"ON SE DEVAIT DE GAGNER, NE SERAIT CE QUE POUR NOTRE FIERTÉ"

Elles l'ont fait! Apres leur victoire chez le Roc'Aveyron, les filles de Nim'Arguerittes ont pris la tête du classement de leur poule de nationale 3. Au terme de 60 minutes intenses, les protégées du trio Grimaud/Pachaire/Soulier se imposées 17/29...sans aucune contestation, remettant l'église au milieu du village après un match aller contre les aveyronnaises totalement raté. C'est Léa Biscuit qui revient avec moi sur cette belle victoire. 

                    Crédit photo: John Grimaud

JS30: C'est une belle et importante victoire que vous ramenez de Rodez dans le choc de cette poule ?
Léa Biscuit: Oui elle était très importante cette victoire, déjà car lors du match aller, on avait perdu chez nous. Et en plus, ça nous permet de prendre la première place au classement. Si la deuxième phase du championnat se passe comme l'an dernier, il était encore plus important de gagner.
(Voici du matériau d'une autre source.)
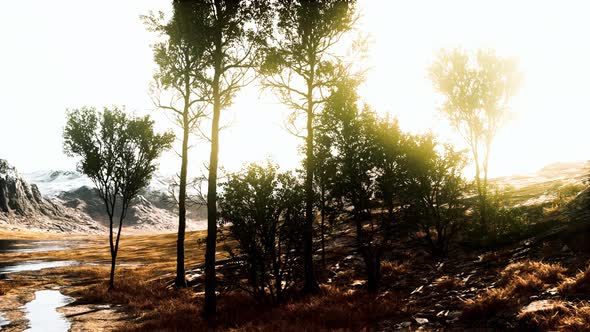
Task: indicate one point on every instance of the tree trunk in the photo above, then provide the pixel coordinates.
(373, 264)
(322, 227)
(180, 281)
(311, 284)
(210, 279)
(113, 254)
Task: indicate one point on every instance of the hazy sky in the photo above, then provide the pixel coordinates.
(65, 54)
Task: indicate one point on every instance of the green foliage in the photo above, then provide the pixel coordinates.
(478, 89)
(435, 191)
(118, 153)
(265, 213)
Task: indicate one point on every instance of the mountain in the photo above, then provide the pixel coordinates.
(153, 210)
(23, 207)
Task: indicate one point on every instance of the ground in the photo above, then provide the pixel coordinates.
(538, 282)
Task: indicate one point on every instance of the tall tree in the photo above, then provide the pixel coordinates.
(179, 63)
(301, 67)
(227, 35)
(478, 88)
(435, 190)
(118, 153)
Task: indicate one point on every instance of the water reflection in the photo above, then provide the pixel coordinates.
(29, 246)
(32, 266)
(42, 314)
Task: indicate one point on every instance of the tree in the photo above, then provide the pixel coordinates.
(300, 68)
(354, 134)
(227, 35)
(435, 191)
(118, 153)
(264, 210)
(325, 171)
(478, 89)
(178, 62)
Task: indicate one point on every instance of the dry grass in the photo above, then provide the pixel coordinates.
(580, 284)
(4, 287)
(563, 317)
(447, 283)
(518, 282)
(393, 268)
(545, 273)
(487, 305)
(156, 308)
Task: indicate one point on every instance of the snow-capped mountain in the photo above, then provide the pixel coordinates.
(52, 183)
(153, 209)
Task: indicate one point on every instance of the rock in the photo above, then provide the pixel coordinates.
(406, 324)
(22, 205)
(540, 305)
(421, 321)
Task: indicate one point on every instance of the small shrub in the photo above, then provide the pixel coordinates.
(580, 284)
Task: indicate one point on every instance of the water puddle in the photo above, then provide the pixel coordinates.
(42, 314)
(31, 246)
(32, 266)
C'était aussi important dans les têtes, on voulait montrer l'évolution du collectif par rapport au premier match.
JS30: Justement, il y avait un petit sentiment de revanche par rapport à ce match aller?
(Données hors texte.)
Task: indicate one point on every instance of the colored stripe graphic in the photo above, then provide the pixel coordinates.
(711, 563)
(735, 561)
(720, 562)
LB: Ah oui, on avait marqué que 17 buts à l'aller, c'était ridicule ! On se devait de gagner ne serait-ce que pour notre fierté.
JS30: La différence dans ce match, vous la faites à la 18e minute, juste après un temps mort pour vous leur passez un 1/7. Qu'est-ce que vous êtes dit pendant ce temps mort ?
LB: Déjà Laurie (Carrétero) dans la cage nous a fait de belles parades et nous on a beaucoup plus monté les ballons. On a clairement senti qu'elles n'étaient pas sereines. La salle était pleine et peut-être que la pression était un peu forte. On s'est dit qu'il fallait creuser l'écart, que c'était maintenant qu'il fallait le faire. 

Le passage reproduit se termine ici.